With a Hubbard-Stratonovich transformation, which is used for example in BCS theory, one also gets a quadratic Hamiltonian and $\langle \hat{c}_k \hat{c}_{-k}\rangle \neq 0$. Is there a similar "displacement" or a similar generalized coherent state in this case, which displaces entangled fermion pairs? I have looked at pair coherent states (see section 2 of https://arxiv.org/pdf/quant-ph/0607162.pdf) as a candidate. Please note that I'm aware of the BCS wavefunction - I want to understand it's (and other HS-decoupled solutions) relation to coherent states/displacement operators, regardless of fermionic/bosonic/etc statistics.
See also: 
Hubbard-Stratonovich transformation and mean-field approximation
Hubbard-Stratonovich transformation in the operator form
 A: Not completely sure if you are looking for this, but let me write down what I know. 

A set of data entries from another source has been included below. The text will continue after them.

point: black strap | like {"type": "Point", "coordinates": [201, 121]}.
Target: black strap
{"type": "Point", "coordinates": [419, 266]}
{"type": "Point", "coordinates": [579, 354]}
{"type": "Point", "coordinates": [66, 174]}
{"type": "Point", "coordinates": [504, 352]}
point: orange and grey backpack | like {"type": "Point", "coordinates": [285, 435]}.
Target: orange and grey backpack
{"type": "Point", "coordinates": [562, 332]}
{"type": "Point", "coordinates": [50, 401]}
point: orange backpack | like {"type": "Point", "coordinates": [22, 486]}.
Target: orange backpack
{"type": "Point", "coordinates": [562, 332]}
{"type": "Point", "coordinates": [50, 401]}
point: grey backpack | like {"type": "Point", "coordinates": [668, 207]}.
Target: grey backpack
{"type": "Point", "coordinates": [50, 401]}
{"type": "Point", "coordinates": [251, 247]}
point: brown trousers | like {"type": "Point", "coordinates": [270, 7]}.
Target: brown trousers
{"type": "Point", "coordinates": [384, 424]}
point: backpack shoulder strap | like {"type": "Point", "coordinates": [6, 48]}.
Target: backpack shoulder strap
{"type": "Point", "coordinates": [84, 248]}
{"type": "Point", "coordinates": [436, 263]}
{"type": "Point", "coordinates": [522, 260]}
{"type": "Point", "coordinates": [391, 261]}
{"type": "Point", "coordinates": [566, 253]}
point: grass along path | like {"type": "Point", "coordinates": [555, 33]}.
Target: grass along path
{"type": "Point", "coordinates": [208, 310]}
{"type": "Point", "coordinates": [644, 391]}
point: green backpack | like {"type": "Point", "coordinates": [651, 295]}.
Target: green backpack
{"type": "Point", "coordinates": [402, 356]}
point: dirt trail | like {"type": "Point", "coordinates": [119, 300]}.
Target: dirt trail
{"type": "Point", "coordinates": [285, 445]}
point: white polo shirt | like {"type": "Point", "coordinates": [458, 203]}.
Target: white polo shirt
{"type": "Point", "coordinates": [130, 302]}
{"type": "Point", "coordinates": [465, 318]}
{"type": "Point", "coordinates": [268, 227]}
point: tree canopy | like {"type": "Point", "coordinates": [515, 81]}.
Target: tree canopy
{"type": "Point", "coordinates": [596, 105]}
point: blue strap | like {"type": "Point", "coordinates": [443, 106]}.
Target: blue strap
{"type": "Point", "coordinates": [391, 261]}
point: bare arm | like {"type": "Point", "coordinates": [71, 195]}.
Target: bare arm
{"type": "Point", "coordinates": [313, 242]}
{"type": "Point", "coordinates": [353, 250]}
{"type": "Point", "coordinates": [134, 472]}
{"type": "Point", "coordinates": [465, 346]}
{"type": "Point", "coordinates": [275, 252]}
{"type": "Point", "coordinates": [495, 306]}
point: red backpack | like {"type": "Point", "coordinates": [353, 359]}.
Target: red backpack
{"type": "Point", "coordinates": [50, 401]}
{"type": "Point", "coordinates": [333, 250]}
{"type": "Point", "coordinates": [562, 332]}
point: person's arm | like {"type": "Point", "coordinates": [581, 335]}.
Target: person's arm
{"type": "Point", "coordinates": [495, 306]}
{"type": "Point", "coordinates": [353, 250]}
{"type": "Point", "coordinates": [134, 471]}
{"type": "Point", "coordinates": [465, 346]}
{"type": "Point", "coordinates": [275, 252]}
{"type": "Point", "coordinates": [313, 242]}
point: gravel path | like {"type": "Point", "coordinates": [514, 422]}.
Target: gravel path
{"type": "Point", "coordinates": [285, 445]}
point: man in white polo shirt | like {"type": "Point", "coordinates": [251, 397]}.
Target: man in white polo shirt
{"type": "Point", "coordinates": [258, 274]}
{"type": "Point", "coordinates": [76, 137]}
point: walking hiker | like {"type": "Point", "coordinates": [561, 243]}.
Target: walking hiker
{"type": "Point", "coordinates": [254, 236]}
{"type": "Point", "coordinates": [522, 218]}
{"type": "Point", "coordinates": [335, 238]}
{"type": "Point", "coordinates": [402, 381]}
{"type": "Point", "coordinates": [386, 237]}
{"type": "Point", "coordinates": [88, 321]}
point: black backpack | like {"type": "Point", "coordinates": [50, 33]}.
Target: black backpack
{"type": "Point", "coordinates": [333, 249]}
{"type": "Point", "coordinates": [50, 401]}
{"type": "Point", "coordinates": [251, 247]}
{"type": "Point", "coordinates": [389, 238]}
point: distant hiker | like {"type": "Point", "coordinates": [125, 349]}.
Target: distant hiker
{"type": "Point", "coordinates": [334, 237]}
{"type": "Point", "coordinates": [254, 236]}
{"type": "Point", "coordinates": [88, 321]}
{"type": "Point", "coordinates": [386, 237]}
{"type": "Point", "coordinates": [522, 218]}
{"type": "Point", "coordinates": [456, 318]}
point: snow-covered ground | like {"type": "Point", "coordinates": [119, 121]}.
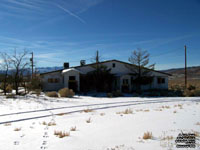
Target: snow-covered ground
{"type": "Point", "coordinates": [109, 127]}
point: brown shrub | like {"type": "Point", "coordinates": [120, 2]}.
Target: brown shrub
{"type": "Point", "coordinates": [61, 134]}
{"type": "Point", "coordinates": [147, 135]}
{"type": "Point", "coordinates": [52, 94]}
{"type": "Point", "coordinates": [198, 123]}
{"type": "Point", "coordinates": [87, 110]}
{"type": "Point", "coordinates": [127, 111]}
{"type": "Point", "coordinates": [17, 129]}
{"type": "Point", "coordinates": [65, 92]}
{"type": "Point", "coordinates": [102, 114]}
{"type": "Point", "coordinates": [9, 88]}
{"type": "Point", "coordinates": [73, 128]}
{"type": "Point", "coordinates": [7, 124]}
{"type": "Point", "coordinates": [88, 120]}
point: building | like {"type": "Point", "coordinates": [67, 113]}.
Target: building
{"type": "Point", "coordinates": [70, 77]}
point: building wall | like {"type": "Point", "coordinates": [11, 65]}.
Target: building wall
{"type": "Point", "coordinates": [72, 73]}
{"type": "Point", "coordinates": [120, 70]}
{"type": "Point", "coordinates": [52, 86]}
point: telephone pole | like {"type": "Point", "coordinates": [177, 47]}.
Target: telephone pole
{"type": "Point", "coordinates": [31, 59]}
{"type": "Point", "coordinates": [97, 57]}
{"type": "Point", "coordinates": [185, 66]}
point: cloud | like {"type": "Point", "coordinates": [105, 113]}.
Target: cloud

From a Bogliubov transformation as bellow we diagonalize the Hamiltonian:
\begin{align}
H &= \left(
\begin{array}{cc}
c_{k,\uparrow}^{\dagger} & c_{-k,\downarrow}
\end{array}
\right)
M_{k}
\left(
\begin{array}{c}
c_{k,\uparrow}\\
c_{-k,\downarrow}^{\dagger}
\end{array}
\right) \nonumber \\
&= \left(
\begin{array}{cc}
\gamma_{k,\uparrow}^{\dagger} & \gamma_{-k,\downarrow}
\end{array}
\right)
\Omega_{k}^{\dagger}M_{k}\Omega_{k}
\left(
\begin{array}{c}
\gamma_{k,\uparrow}\\
\gamma_{-k,\downarrow}^{\dagger}
\end{array}
\right) \\
&= \left(
\begin{array}{cc}
\gamma_{k,\uparrow}^{\dagger} & \gamma_{-k,\downarrow}
\end{array}
\right)
\Lambda_k
\left(
\begin{array}{c}
\gamma_{k,\uparrow}\\
\gamma_{-k,\downarrow}^{\dagger}
\end{array}
\right)
\end{align}
where the transformation keeping fermion commutation relation is:
\begin{align}
\Omega_{k}&= \left(
\begin{array}{cc}
u_k & -v_k \\
v_k^* & u_k^*
\end{array}
\right)
\end{align}
for convenience we could define:
\begin{align}
u_k & = \frac{e^{-i\theta_k}}{\sqrt{1+ |g_k|^2}} \\
v_k & = \frac{g_ke^{i\theta_k}}{\sqrt{1+ |g_k|^2}}
\end{align}
Then the ground state wavefunction could be written as:
\begin{align}
|GS\rangle \propto e^{\sum_{k}g_kc_{k,\uparrow}^{\dagger}c_{-k,\downarrow}^{\dagger}}|0\rangle
\end{align}
up to a normalization constant, where $|0\rangle$ is the vacuum of original fermion (electrons) $c_{k,\sigma}$.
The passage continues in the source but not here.